Predelnik / DSpellCheck

Notepad++ Spell-checking Plug-in
GNU General Public License v2.0
198 stars 33 forks source link

Optimize the list of misspelled words #114

Closed azjio closed 6 years ago

azjio commented 6 years ago

При экспорте ошибочных слов список имеет раз в 5-10 больше чем релевантных.

  1. Можно ограничить длину слова, то есть не учитывать 2-х или 3-х буквенные слова.
  2. Удалить дубликаты
  3. Сортировать список То есть если из 1000 остаётся 100 слов, то реально легче пробежаться по ошибкам.

    When exporting erroneous words, the list has 5-10 times more than relevant ones.

  4. You can limit the length of a word, that is, do not take into account 2 or 3 letter words.
  5. Remove duplicates
  6. Sort the list That is, if there are 100 words out of 1000, then it is actually easier to run through errors.
Predelnik commented 6 years ago

Hmm and I thought that this functionality is hidden 😅 I can definitely do 2,3, they make sense . As for 1 I think it'd be strange without some option to tune it but I don't know where to put that option currently. However since it's hidden functionality anyway I can make it option which you need to write directly to .ini file if that's fine with you.

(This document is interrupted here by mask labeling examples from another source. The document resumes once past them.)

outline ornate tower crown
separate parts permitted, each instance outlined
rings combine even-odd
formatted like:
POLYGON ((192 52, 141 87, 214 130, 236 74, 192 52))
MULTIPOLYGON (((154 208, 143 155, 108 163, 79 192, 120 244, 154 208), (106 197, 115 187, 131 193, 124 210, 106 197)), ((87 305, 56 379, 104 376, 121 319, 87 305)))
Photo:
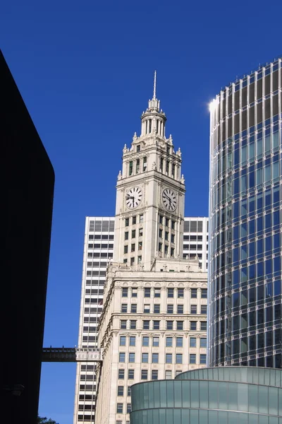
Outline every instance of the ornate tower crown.
POLYGON ((159 109, 160 101, 156 97, 157 71, 154 75, 153 98, 148 102, 148 107, 141 115, 141 137, 155 134, 165 136, 166 114, 159 109))

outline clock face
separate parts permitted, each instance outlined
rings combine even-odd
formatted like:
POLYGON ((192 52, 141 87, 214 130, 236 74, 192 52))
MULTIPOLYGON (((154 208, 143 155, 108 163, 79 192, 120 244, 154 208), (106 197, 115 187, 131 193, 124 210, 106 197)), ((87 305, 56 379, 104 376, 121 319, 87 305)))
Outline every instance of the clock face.
POLYGON ((164 189, 161 197, 166 209, 169 212, 173 212, 176 209, 176 194, 173 190, 164 189))
POLYGON ((137 208, 142 199, 142 190, 140 187, 130 189, 125 194, 125 203, 128 208, 137 208))

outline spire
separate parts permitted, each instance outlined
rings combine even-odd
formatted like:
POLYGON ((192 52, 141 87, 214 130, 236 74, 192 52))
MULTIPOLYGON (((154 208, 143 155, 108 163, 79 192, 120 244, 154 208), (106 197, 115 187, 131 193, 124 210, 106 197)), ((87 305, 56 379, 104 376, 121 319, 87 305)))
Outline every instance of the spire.
POLYGON ((156 86, 157 86, 157 71, 154 71, 154 93, 153 93, 153 100, 156 100, 156 86))

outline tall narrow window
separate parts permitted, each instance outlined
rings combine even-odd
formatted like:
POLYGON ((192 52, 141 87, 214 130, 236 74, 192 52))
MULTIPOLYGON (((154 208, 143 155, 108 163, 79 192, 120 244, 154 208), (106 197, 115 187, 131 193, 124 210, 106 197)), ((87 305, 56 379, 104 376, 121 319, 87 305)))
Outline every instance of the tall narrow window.
POLYGON ((143 158, 143 172, 147 171, 147 156, 143 158))
POLYGON ((174 163, 173 163, 173 165, 172 165, 171 175, 172 175, 173 178, 175 178, 175 177, 176 177, 176 165, 174 165, 174 163))
POLYGON ((136 174, 140 172, 140 160, 136 159, 136 174))
POLYGON ((159 162, 159 170, 161 172, 164 171, 164 159, 161 158, 161 160, 159 162))
POLYGON ((133 161, 130 160, 129 163, 129 175, 132 175, 133 172, 133 161))

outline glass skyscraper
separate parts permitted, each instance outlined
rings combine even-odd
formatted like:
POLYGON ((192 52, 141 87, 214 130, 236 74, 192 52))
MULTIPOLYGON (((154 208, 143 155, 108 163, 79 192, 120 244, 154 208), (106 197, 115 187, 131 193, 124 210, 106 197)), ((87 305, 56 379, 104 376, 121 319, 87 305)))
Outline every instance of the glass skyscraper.
POLYGON ((209 366, 281 366, 282 61, 211 104, 209 366))

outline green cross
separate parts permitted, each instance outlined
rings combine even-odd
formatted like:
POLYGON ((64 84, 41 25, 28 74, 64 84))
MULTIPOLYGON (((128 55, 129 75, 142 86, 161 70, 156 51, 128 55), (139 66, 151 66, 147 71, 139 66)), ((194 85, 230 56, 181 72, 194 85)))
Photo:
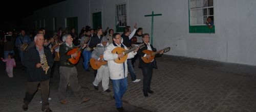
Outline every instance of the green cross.
POLYGON ((154 14, 154 11, 152 11, 152 14, 151 15, 146 15, 145 17, 152 16, 152 20, 151 20, 151 44, 153 45, 153 31, 154 31, 154 16, 161 16, 162 14, 154 14))

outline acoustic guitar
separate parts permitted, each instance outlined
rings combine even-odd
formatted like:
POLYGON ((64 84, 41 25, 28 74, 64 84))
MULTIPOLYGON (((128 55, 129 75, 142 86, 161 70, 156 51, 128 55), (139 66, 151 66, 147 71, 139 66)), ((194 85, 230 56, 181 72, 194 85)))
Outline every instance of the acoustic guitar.
MULTIPOLYGON (((100 60, 102 61, 102 59, 103 59, 103 55, 100 55, 100 60)), ((92 58, 90 59, 90 64, 91 65, 91 67, 92 67, 92 68, 94 70, 98 70, 98 69, 99 69, 101 66, 101 65, 104 65, 106 63, 106 61, 100 61, 97 59, 95 59, 92 58)))
POLYGON ((78 62, 80 57, 81 57, 81 50, 82 49, 82 47, 83 45, 87 43, 88 41, 90 40, 90 38, 87 37, 84 39, 83 42, 81 44, 81 46, 80 47, 76 47, 75 48, 73 48, 70 50, 69 50, 67 53, 66 55, 71 55, 73 53, 77 53, 77 56, 76 57, 72 57, 70 59, 69 59, 69 61, 70 63, 72 64, 76 64, 78 62))
POLYGON ((116 53, 116 54, 123 54, 123 58, 118 58, 117 59, 115 60, 115 62, 118 63, 118 64, 121 64, 123 63, 125 61, 125 60, 127 59, 127 57, 128 57, 128 55, 127 54, 131 51, 134 51, 137 48, 141 48, 143 47, 144 47, 145 45, 144 45, 144 43, 141 43, 139 44, 138 46, 134 47, 132 48, 131 48, 129 50, 126 50, 124 48, 123 48, 120 47, 117 47, 115 48, 114 48, 112 50, 112 53, 116 53))
POLYGON ((151 57, 150 57, 149 58, 147 58, 146 57, 142 57, 141 59, 144 62, 146 63, 149 63, 151 62, 154 59, 155 59, 155 55, 160 53, 162 50, 163 50, 164 52, 166 52, 170 51, 170 48, 169 47, 167 47, 156 52, 154 52, 152 50, 144 50, 143 51, 142 51, 143 53, 146 54, 150 54, 151 55, 151 57))

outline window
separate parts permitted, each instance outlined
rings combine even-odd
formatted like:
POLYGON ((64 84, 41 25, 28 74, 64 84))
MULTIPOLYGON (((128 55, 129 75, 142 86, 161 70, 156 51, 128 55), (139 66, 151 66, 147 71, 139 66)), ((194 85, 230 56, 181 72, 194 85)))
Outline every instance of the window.
POLYGON ((56 20, 56 17, 54 17, 53 19, 53 31, 56 32, 57 32, 57 20, 56 20))
POLYGON ((43 21, 43 25, 44 25, 44 27, 46 27, 46 19, 44 19, 43 21))
POLYGON ((37 21, 35 21, 35 28, 36 28, 36 29, 37 28, 37 21))
POLYGON ((116 5, 116 32, 123 32, 127 25, 125 4, 116 5))
POLYGON ((214 0, 190 0, 189 33, 215 33, 206 25, 207 18, 214 21, 214 0))

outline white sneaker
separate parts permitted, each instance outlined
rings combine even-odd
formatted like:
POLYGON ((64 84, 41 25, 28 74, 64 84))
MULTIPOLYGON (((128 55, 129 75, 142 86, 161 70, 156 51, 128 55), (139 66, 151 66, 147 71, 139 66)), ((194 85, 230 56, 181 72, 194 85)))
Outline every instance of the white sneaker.
MULTIPOLYGON (((52 98, 51 98, 49 97, 49 98, 48 98, 48 100, 51 100, 51 99, 52 99, 52 98)), ((40 101, 40 103, 42 103, 42 101, 40 101)))
POLYGON ((140 79, 136 79, 136 80, 133 81, 133 82, 137 82, 140 81, 140 79))

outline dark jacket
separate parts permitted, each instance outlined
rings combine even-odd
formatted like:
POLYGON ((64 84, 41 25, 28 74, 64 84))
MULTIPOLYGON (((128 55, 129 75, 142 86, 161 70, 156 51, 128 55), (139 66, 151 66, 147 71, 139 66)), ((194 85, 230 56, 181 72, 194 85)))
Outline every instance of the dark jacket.
POLYGON ((63 43, 59 46, 59 62, 60 66, 72 67, 75 65, 69 63, 68 60, 72 58, 71 55, 66 55, 66 53, 70 50, 74 48, 75 45, 73 45, 72 47, 67 46, 66 43, 63 43))
POLYGON ((124 34, 121 36, 123 39, 123 44, 127 47, 130 47, 132 45, 132 41, 129 39, 129 37, 125 36, 124 34))
POLYGON ((34 46, 30 48, 25 53, 24 57, 24 65, 27 68, 28 73, 28 81, 42 81, 49 79, 51 68, 53 65, 53 59, 49 49, 44 48, 44 52, 46 56, 46 60, 50 68, 47 71, 47 74, 41 67, 36 68, 36 64, 40 63, 39 52, 34 46))
MULTIPOLYGON (((143 67, 148 67, 149 66, 151 66, 150 63, 146 63, 143 62, 142 59, 141 59, 141 57, 143 57, 144 55, 145 54, 144 53, 143 53, 142 51, 144 50, 147 50, 147 45, 145 43, 143 43, 145 47, 143 47, 143 48, 141 49, 139 49, 138 51, 137 52, 137 54, 139 55, 139 68, 142 68, 143 67)), ((155 48, 152 45, 150 45, 150 46, 151 47, 151 48, 152 48, 152 50, 153 51, 156 51, 157 49, 155 48)), ((156 57, 161 57, 161 55, 159 54, 159 53, 156 54, 156 57)), ((157 69, 157 62, 156 61, 156 58, 154 59, 153 62, 151 62, 153 63, 153 68, 155 69, 157 69)))
POLYGON ((100 41, 102 39, 103 36, 101 36, 100 38, 99 39, 97 35, 91 38, 91 40, 90 41, 89 47, 90 48, 93 48, 96 47, 97 44, 100 43, 100 41))

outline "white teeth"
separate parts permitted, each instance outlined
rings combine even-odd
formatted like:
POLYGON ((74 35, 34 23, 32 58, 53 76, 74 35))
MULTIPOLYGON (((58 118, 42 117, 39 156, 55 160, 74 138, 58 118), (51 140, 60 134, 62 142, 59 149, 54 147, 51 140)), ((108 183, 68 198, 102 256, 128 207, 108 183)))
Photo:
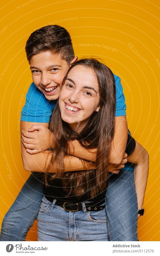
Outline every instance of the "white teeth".
POLYGON ((74 112, 78 111, 77 109, 74 108, 73 107, 70 107, 69 106, 68 106, 68 105, 66 105, 65 107, 66 108, 68 109, 68 110, 70 110, 71 111, 74 111, 74 112))
POLYGON ((54 88, 51 88, 50 89, 49 88, 48 89, 47 89, 47 88, 44 88, 44 90, 47 92, 50 92, 52 91, 53 91, 54 90, 55 90, 57 87, 57 86, 56 86, 55 87, 54 87, 54 88))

azjio commented 6 years ago

I have 1000 pages of content. I fill and correct the texts. From time to time I perform a spelling check by exporting Russian words to a file. I open the file and get a list of misspelled words. I clean it with scripts, as I said. Then I use the search and replace functions in the files to fix it. Checking spelling directly while typing is distracting. So I do this once a month.

DmFedorov commented 6 years ago

As I understand it, you have accepted sorting and deleting duplicates in list of misspelled words, And have amended the code. Selecting the desired from the list (using bookmarks) I can create a list to add to UserDic.dic


Two disadvantages remain: 1) I don't have a keyboard shortcut to copy the error List to the Clipboard. 2) I do not have the ability to instantly (on the fly) apply the modified file Userdic.dic.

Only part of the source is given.